The laboratory technique, known as centrifugal chromatography, has been used for over 30 years in research laboratories. The benefits of using a chromatography centrifuge device are now appreciated in the high school science laboratory.


(for each lab group)
Beaker or small container (for water)
Chromatography centrifuge device
Filter paper, 12.5-cm diameter
Markers, water-soluble
Pencil tip (or sharp object such as a push pin)
Pipets, Beral-type
Plastic rotating disk
Tap water

Safety Precautions

Do not touch the motor axle while the rotor is spinning. Remove the battery from the centrifuge device when not in use. Wear chemical splash goggles, chemical-resistant gloves and a chemical-resistant apron. Wash hands thoroughly with soap and water before leaving the laboratory.


  1. Obtain a piece of filter paper. Determine the center of the piece of filter paper. To do this, set the plastic disk onto the motor axle of the centrifuge device. Set the piece of filter paper onto the plastic disk and mark the center hole. Use a sharp pencil tip or push pin to puncture a small hole into the center of the piece of filter paper.
  2. Using a black (or dark-colored) water-soluble marker, draw four to six small dots in a circular or random pattern around the center hole in the filter paper. (Note: You may wish to use two different markers and alternate the dots in a circle around the center hole.) See Figure 1.
  3. Place the plastic rotating disk (with a center hole) onto the exposed motor axle of the chromatography centrifuge. Set the filter paper on the disk. The axle should penetrate the center hole of the filter paper to secure the paper to the rotating disk (see Figure 2). Note: This avoids the use of tape to hold the filter paper, although that is an option if necessary.
  4. Start the motor running by completing the circuit on the centrifuge using the attached alligator clips. Watch the disk rotate around in a circle.
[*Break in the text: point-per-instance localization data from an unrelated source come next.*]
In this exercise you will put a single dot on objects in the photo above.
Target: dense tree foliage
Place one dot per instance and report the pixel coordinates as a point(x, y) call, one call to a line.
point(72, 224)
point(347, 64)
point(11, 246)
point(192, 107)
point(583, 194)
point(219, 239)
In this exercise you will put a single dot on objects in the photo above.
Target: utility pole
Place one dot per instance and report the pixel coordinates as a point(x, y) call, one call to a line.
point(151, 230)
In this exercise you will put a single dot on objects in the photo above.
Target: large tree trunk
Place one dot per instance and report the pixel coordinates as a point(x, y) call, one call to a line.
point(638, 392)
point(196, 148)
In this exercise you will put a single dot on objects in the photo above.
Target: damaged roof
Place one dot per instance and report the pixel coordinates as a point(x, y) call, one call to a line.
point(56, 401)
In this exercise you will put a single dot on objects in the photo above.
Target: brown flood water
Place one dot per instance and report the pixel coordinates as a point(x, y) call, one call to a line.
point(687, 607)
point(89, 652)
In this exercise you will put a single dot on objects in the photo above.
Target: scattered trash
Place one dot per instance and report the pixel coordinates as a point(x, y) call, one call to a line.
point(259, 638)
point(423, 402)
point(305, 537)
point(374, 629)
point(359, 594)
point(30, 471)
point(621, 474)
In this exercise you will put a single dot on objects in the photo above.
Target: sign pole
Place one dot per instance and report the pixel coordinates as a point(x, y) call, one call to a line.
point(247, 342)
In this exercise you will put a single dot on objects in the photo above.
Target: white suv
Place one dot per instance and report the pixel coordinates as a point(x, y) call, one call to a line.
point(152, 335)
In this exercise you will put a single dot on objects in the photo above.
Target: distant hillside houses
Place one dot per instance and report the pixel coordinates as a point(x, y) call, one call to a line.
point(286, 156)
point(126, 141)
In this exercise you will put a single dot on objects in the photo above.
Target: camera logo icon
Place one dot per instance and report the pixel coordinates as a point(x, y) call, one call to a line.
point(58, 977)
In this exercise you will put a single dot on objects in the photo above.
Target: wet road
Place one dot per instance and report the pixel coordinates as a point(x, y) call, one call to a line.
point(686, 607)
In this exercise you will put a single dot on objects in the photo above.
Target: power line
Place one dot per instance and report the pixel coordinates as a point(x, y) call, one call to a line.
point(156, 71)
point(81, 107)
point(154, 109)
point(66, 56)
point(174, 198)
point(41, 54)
Using a Beral-type pipet, add a few drops of water on the center of the rotating piece of filter paper. Add additional (yet minimal) drops of water if necessary (see Figure 3). Note: If water is added too quickly, water and ink can be thrown from the disk.
  5. Watch carefully and make observations as the filter paper rotates on the centrifuge. Disconnect the clips when the chromatography separation is complete.
  6. Dispose of the water down the drain. The filter paper disks can be saved or discarded in the trash. Save all other materials for future use.

Post-Lab Questions
(Answer the following questions on a separate piece of paper.)

  1. What colored pigments make up each black ink?
  2. Why do different black inks separate into different pigment patterns?
  3. Which inks appear to be made up of more than one pigment? Which inks appear to be a single pigment?
  4. Knowing that water is a very polar solvent, what can you infer about the relative polarities of the various pigments in each ink?
  5. What are the benefits of centrifugal chromatography? What are the disadvantages?
  6. Optional: If an ultraviolet (UV or “black”) light is available, shine it on each of the strips in a darkened room. What do you see? Can you make any additional inferences about the pigments in the various inks?